Dr. Sokolowski received a 483 for:

  • Three subjects met exclusion criteria but were enrolled.
  • Three subjects did not meet inclusion criteria but were enrolled. 
  • Three subjects were given dose increases, despite achieving a treatment response.
  • Ten subjects were given doses of lorezpam above protocol limits.
  • Seven subjects received prohibited concomitant medications.
  • PK samples were collected up to eight hours later than protocol requirements for five subjects.
  •  Two subjects had PK samples collected earlier than protocol requirements. 
  • Data discrepancies on an assessment scale did not match between the source and the CRF for five subjects. 
  • Data discrepancies were noted between severity and relationship of adverse events as recorded on source documents and in the CRF.
  • Six laboratory values were considered not clinically significant and were not recorded as adverse events. 
  • Three capsules dispensed to one subject were not accounted for.
  • Records indicated that one subject took ten more capsules than were dispensed. 
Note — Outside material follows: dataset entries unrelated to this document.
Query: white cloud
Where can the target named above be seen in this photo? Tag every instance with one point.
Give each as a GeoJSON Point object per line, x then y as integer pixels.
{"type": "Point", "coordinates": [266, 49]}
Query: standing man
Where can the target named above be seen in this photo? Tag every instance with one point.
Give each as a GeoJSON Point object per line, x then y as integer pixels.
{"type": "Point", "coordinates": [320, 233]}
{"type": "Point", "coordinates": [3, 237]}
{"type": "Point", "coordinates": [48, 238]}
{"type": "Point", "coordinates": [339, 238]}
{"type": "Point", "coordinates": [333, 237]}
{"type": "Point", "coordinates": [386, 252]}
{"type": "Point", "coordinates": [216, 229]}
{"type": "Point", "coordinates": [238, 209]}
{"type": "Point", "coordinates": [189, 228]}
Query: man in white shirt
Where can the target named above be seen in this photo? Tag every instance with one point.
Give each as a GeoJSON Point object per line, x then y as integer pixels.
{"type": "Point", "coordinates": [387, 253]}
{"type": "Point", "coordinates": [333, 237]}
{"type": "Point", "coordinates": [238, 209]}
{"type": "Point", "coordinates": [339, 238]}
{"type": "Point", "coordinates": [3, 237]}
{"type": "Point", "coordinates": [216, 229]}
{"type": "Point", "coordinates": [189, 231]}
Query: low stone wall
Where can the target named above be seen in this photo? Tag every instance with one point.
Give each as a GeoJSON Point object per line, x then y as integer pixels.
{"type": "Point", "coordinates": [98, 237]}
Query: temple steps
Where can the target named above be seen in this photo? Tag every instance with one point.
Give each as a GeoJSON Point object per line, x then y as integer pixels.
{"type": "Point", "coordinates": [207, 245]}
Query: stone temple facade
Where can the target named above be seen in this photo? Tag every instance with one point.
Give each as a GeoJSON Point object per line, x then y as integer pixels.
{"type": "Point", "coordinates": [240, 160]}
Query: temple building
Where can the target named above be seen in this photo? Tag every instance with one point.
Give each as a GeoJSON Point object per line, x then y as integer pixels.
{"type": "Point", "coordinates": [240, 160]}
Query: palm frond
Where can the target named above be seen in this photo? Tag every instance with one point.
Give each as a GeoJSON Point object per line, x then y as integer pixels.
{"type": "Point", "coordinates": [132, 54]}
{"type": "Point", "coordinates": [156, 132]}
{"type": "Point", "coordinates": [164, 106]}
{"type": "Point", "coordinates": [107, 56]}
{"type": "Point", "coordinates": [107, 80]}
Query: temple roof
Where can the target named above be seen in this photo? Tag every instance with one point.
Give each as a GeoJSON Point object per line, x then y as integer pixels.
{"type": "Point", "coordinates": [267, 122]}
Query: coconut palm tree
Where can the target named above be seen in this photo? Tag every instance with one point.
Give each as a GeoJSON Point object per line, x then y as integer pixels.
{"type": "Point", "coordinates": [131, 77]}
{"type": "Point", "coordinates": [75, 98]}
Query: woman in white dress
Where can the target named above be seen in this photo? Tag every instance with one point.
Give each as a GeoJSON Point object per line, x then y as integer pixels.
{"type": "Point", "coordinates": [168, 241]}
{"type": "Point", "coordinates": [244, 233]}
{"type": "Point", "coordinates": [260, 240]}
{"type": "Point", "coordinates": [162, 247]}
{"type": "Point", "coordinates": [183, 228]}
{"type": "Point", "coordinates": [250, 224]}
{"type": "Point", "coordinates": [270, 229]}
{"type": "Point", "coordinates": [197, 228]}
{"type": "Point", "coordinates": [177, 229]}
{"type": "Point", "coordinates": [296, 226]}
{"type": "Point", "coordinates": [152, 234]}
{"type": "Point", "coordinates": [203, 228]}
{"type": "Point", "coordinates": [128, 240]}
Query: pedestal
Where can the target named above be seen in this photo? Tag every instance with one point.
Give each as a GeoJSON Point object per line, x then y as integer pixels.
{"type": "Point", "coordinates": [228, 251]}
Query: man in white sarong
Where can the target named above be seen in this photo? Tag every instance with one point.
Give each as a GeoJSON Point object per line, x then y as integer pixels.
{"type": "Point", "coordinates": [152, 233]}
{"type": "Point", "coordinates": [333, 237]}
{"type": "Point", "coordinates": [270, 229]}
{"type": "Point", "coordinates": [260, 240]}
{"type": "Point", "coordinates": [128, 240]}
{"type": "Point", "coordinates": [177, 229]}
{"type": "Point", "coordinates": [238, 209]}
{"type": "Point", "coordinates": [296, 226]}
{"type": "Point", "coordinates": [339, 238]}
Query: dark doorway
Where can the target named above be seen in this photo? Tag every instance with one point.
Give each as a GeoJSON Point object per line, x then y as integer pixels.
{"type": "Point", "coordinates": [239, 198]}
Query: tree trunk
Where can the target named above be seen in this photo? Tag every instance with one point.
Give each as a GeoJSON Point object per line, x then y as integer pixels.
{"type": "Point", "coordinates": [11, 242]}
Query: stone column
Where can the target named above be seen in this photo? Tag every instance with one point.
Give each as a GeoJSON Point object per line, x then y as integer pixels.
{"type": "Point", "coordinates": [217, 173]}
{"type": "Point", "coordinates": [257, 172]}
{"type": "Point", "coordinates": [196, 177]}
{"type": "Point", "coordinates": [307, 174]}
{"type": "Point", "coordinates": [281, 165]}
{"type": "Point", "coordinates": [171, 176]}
Dr. Kwentus received a 483 for:

  • Four subjects did not meet eligibility criteria.
  • Two hundred and thirteen (213) adverse events and medications administered were not reported across 18 patients in three studies. FDA notes that in a meeting with the sponsor it was disclosed that many non-serious adverse events and associated concomitant medications were not reported across the studies and that the sponsor would be submitting additional analysis for review.
  • FDA notes that the safety data submitted by this site for one study may be unreliable. 

Dr. Moroz received a 483 for:

  • Severity and relatedness of two adverse events to study therapy were inconsistent between the source and CRF. 
  • One positive drug screen for barbiturates was reported, but no source documentation was present.
  • One urinalysis was not done for one subject as required by protocol.
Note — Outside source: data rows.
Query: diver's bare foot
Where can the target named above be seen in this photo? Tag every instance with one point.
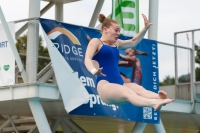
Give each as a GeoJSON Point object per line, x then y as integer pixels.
{"type": "Point", "coordinates": [161, 102]}
{"type": "Point", "coordinates": [162, 95]}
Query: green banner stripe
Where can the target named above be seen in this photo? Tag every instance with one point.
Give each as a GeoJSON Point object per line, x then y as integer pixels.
{"type": "Point", "coordinates": [128, 4]}
{"type": "Point", "coordinates": [128, 15]}
{"type": "Point", "coordinates": [129, 27]}
{"type": "Point", "coordinates": [118, 9]}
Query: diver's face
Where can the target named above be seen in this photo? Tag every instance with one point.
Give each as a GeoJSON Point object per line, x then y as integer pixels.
{"type": "Point", "coordinates": [130, 52]}
{"type": "Point", "coordinates": [113, 32]}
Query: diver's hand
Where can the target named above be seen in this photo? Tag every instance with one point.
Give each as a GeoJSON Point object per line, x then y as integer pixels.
{"type": "Point", "coordinates": [99, 72]}
{"type": "Point", "coordinates": [147, 24]}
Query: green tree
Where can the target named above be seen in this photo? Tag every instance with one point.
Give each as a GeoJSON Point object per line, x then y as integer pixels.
{"type": "Point", "coordinates": [21, 45]}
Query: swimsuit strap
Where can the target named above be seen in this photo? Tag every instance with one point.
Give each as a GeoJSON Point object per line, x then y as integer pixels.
{"type": "Point", "coordinates": [100, 41]}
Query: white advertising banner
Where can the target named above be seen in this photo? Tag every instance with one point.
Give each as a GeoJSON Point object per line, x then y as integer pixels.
{"type": "Point", "coordinates": [7, 59]}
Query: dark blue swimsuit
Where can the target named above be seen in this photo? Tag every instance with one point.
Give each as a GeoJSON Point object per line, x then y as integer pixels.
{"type": "Point", "coordinates": [108, 58]}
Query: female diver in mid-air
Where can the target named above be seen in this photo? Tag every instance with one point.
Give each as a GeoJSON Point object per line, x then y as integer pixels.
{"type": "Point", "coordinates": [130, 60]}
{"type": "Point", "coordinates": [110, 86]}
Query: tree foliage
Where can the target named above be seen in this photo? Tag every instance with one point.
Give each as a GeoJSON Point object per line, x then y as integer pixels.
{"type": "Point", "coordinates": [21, 44]}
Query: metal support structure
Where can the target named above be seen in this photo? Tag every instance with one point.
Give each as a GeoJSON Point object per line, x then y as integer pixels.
{"type": "Point", "coordinates": [54, 124]}
{"type": "Point", "coordinates": [96, 13]}
{"type": "Point", "coordinates": [13, 125]}
{"type": "Point", "coordinates": [175, 59]}
{"type": "Point", "coordinates": [31, 65]}
{"type": "Point", "coordinates": [13, 47]}
{"type": "Point", "coordinates": [73, 125]}
{"type": "Point", "coordinates": [159, 128]}
{"type": "Point", "coordinates": [153, 18]}
{"type": "Point", "coordinates": [59, 12]}
{"type": "Point", "coordinates": [65, 127]}
{"type": "Point", "coordinates": [139, 127]}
The sponsor, Forest Laboratories, received a 483 for:

  • Failing to finalize the monitoring plans in the timelines specified by standard operating procedures (SOPs).
  • Forty positive drug screens for subjects enrolled across three studies were not reported in the NDA line listings.
  • Eight subjects were not listed in an NDA line listing for medication administration.
  • One subject who did not meet eligibility criteria was not listed in the NDA line listing of eligibility criteria violations.
  • Subinvestigators at three clinical sites did not submit end of study Financial Disclosure Forms in the required timeframes.

In addition to the FDA 483 observations noted above, FDA also discussed the following with the sponsor:

  • Not all data for 5 subjects at one site was source verified.
  • One site had monitoring visits outside the timeframe required by the sponsor's SOP.
  • Monitoring reports for four sites were not finalized in the timeframe required by SOP.